# Daisy does not want to walk outside now



## TraceyTracey (Mar 15, 2010)

The weather here has not been the best recently so Daisy has not been out for many walks. She has a garden to run around and she runs around the house so she gets exercise. She was spayed 4 weeks ago.

Since spaying she is very reluctant to go out of the house and when I go to the front door she runs away and hides in her bed. Previously she would come to me and sit by the door if I showed her her coat. I am wondering if she thinks I am taking her to the vets again or I am going to put her in the car (she gets car sick).

Also when on the lead outside on the street she sits down and refuses to move and starts shaking. I then carry her to a enclosed field and let her off the lead, she seems happier and runs around though stays close to me. 

I took her out to the beach the other day with the kids and she was reluctant at first but started to walk happily with me and two kids walking around her, she was on the lead the whole time. 

Her behaviour has changed I would say since the spaying, before the spaying she would walk nicely on the lead and seemed happy to take a walk, she only got scared when heavy traffic was close by.

Any suggestions... thanks


----------



## theboyz (Jan 10, 2007)

Poor Daisy.... I would take her out on her leash and walk as nothing was wrong. If she stops, turn and go back a short distance then turn and walk the other way.
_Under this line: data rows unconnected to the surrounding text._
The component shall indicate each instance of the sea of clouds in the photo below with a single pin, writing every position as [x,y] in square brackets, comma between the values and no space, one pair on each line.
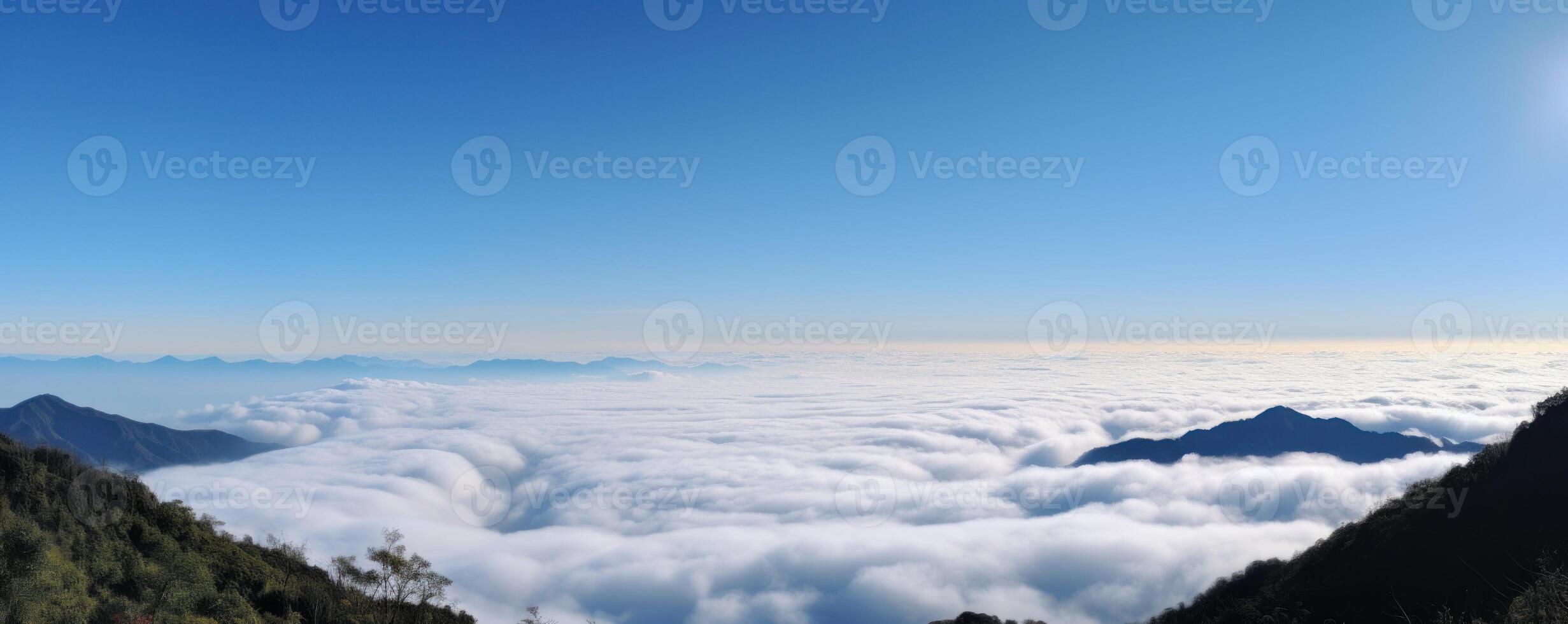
[846,488]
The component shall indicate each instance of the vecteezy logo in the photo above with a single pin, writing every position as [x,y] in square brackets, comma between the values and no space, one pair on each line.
[1059,330]
[1250,494]
[290,15]
[1059,15]
[97,165]
[482,496]
[866,167]
[1441,15]
[673,331]
[1443,330]
[1250,167]
[482,167]
[673,15]
[97,497]
[290,331]
[866,497]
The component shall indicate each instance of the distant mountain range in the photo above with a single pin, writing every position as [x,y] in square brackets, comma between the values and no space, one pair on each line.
[1484,543]
[164,386]
[1277,432]
[97,438]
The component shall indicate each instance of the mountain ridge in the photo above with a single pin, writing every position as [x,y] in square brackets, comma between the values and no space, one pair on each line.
[1274,432]
[1498,555]
[94,436]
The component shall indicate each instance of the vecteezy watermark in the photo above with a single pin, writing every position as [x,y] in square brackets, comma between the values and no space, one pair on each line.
[1448,15]
[1446,330]
[99,167]
[223,497]
[107,8]
[1251,167]
[296,15]
[1065,15]
[482,496]
[29,333]
[681,15]
[1062,328]
[1258,494]
[485,497]
[674,333]
[97,497]
[483,167]
[867,167]
[602,167]
[1443,330]
[871,496]
[292,333]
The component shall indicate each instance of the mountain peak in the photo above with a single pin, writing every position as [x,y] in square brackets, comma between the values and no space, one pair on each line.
[1280,413]
[45,402]
[1278,430]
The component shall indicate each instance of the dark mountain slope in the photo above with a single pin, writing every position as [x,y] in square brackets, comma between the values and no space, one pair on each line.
[1423,554]
[1275,432]
[96,438]
[87,546]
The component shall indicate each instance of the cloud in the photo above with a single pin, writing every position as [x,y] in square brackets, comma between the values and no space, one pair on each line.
[832,488]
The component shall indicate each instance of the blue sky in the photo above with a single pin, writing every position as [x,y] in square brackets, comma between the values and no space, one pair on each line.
[1150,231]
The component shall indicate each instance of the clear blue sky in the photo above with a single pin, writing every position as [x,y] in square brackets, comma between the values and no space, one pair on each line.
[767,101]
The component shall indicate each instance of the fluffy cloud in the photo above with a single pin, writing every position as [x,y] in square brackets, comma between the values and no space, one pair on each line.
[841,488]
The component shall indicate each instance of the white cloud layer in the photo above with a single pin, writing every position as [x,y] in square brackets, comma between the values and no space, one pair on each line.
[888,488]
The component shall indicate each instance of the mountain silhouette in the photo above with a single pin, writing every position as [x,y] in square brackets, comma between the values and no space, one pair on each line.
[1275,432]
[101,438]
[1484,541]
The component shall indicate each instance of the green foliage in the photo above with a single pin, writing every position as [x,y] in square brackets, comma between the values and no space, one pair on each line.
[80,544]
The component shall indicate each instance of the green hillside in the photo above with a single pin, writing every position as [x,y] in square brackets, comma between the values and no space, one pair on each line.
[80,544]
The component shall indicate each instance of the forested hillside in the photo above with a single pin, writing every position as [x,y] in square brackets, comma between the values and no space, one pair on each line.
[82,544]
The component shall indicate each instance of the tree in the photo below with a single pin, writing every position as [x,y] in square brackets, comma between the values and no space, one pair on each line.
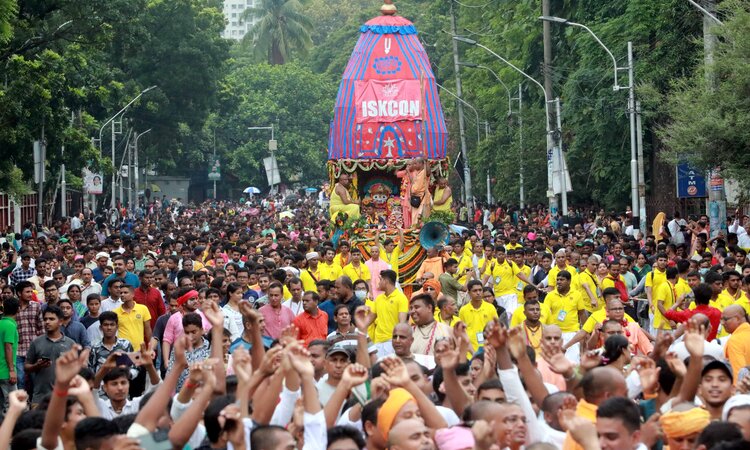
[280,30]
[298,103]
[710,126]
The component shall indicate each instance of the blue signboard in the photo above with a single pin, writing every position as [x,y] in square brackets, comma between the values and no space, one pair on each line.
[691,183]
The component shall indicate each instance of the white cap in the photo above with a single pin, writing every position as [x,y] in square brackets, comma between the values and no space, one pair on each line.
[735,401]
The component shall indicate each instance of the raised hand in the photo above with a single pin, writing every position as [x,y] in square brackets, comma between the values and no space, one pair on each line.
[516,343]
[354,375]
[557,362]
[18,400]
[396,373]
[695,338]
[649,374]
[213,313]
[676,364]
[69,364]
[299,358]
[590,359]
[362,317]
[79,386]
[241,363]
[289,335]
[181,344]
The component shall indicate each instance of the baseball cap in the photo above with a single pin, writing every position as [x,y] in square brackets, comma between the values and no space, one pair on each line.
[718,364]
[336,348]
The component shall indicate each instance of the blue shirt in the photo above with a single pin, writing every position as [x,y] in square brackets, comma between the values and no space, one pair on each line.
[76,331]
[131,279]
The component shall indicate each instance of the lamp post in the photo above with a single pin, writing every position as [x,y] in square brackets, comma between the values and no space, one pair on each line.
[636,185]
[520,125]
[111,120]
[272,148]
[464,153]
[551,149]
[135,165]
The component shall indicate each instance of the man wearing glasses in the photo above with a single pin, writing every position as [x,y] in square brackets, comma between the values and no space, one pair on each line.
[737,349]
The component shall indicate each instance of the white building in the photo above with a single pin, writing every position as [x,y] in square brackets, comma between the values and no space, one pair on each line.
[236,27]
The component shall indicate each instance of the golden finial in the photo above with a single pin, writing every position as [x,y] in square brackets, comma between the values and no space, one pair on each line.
[388,9]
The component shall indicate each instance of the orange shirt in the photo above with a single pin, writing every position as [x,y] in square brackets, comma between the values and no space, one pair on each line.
[311,328]
[737,350]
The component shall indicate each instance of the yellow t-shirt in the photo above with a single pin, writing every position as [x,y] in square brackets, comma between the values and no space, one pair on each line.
[475,320]
[393,258]
[467,264]
[593,283]
[575,281]
[518,315]
[130,325]
[329,272]
[503,276]
[310,279]
[357,273]
[387,309]
[598,317]
[667,294]
[564,309]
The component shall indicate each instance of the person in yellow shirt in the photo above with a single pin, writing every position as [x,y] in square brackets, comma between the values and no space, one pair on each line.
[344,255]
[390,252]
[475,263]
[590,288]
[561,263]
[311,274]
[329,270]
[503,274]
[665,296]
[567,311]
[476,314]
[513,242]
[518,258]
[356,270]
[654,279]
[519,315]
[391,307]
[737,350]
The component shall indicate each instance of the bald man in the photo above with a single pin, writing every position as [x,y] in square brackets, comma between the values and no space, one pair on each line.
[737,350]
[552,341]
[510,428]
[598,385]
[411,434]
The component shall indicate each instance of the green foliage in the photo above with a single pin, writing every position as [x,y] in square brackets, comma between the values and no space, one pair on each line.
[281,29]
[710,125]
[298,103]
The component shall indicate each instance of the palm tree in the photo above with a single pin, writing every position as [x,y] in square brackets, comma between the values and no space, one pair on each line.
[280,29]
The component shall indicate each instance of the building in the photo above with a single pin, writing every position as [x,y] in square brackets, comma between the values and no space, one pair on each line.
[237,27]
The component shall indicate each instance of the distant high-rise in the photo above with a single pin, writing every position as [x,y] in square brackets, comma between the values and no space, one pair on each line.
[237,27]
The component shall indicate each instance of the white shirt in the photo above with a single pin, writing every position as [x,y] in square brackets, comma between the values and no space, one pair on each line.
[295,307]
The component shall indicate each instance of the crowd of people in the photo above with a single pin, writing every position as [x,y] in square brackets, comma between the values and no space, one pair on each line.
[241,325]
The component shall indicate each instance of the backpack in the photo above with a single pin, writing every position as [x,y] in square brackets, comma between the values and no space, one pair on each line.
[620,286]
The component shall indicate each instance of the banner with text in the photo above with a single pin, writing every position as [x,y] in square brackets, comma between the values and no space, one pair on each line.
[388,101]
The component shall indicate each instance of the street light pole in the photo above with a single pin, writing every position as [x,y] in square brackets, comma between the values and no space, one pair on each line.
[111,121]
[272,149]
[550,143]
[136,175]
[634,179]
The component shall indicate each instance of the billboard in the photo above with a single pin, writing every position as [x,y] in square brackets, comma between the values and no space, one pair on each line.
[691,183]
[214,171]
[92,182]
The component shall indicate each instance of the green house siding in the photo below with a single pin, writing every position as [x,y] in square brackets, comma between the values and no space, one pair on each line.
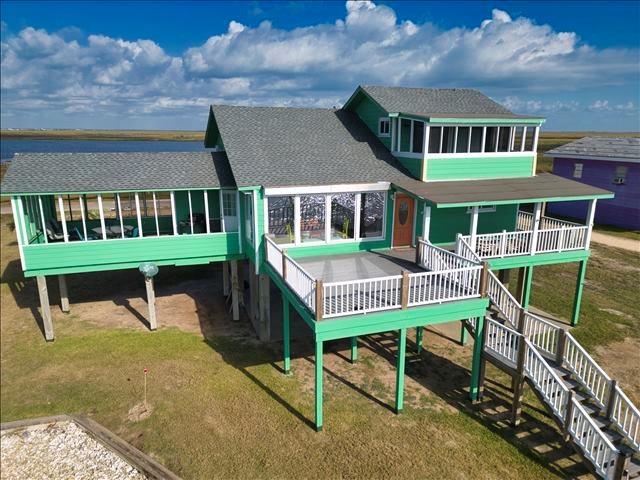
[414,165]
[479,167]
[100,255]
[369,112]
[446,223]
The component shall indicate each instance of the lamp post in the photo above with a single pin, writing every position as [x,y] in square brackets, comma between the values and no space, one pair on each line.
[150,270]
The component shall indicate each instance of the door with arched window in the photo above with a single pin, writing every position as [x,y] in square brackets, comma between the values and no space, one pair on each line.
[403,220]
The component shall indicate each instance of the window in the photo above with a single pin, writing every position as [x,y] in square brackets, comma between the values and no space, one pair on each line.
[483,209]
[383,127]
[462,144]
[281,219]
[343,208]
[621,175]
[312,218]
[476,139]
[491,140]
[434,139]
[418,136]
[577,170]
[371,214]
[448,139]
[248,208]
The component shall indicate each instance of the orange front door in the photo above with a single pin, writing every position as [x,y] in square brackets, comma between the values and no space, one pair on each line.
[403,221]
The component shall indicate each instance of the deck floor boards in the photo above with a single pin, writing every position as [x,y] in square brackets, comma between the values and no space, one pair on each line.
[361,265]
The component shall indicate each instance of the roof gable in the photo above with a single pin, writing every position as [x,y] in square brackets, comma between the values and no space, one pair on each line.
[436,102]
[277,147]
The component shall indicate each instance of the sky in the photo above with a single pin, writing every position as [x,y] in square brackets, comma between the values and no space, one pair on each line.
[158,65]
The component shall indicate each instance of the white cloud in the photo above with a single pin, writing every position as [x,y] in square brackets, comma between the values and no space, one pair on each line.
[318,65]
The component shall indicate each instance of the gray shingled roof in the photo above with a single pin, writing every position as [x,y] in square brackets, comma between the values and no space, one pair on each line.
[438,102]
[627,148]
[467,192]
[109,172]
[279,147]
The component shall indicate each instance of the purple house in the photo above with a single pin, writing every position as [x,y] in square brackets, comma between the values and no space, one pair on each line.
[605,162]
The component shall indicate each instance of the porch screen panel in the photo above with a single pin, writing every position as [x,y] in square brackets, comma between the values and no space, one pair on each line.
[281,219]
[476,139]
[372,214]
[312,218]
[229,211]
[434,139]
[343,207]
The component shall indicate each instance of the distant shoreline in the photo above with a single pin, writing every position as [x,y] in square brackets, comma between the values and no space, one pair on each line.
[116,135]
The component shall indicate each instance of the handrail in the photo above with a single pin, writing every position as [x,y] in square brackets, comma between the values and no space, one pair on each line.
[546,381]
[586,370]
[592,441]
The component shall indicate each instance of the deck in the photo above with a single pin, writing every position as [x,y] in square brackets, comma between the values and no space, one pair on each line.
[359,283]
[361,265]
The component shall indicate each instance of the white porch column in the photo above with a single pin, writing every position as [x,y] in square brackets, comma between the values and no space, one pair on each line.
[426,226]
[473,229]
[591,213]
[537,214]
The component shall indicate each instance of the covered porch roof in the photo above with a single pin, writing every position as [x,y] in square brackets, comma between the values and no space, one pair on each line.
[62,173]
[543,187]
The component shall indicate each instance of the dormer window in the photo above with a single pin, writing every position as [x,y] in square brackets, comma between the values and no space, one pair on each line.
[384,129]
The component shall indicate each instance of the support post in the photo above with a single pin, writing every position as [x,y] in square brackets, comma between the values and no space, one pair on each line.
[537,213]
[477,363]
[235,290]
[464,334]
[319,299]
[47,322]
[264,287]
[151,302]
[286,335]
[526,293]
[354,349]
[518,382]
[401,357]
[318,385]
[419,339]
[473,227]
[226,287]
[582,270]
[64,293]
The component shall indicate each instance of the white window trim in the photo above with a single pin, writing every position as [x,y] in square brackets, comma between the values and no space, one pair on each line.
[388,121]
[327,236]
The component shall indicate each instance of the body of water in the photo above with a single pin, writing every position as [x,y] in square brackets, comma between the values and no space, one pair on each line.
[8,147]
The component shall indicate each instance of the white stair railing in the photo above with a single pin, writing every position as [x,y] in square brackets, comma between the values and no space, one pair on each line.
[586,370]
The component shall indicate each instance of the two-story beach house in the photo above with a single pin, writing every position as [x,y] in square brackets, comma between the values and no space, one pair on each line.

Be happy and positive and just walk along. 
Take a treat and praise her. Going out the front door....treats to praise her when she gets out.
Good luck.
Our Vet encourages pet owners to come by and just walk their pets in for a treat and visit the staff. Good experiences at the Vet help with that "something is going to happen" feeling every time they go.


----------



## nekkidfish (Aug 25, 2009)

I'd also try just walking her around the house with the leash on ... giving treats, etc. so that she doesn't associate the leash with just the car, etc.

HUGz! Jules


----------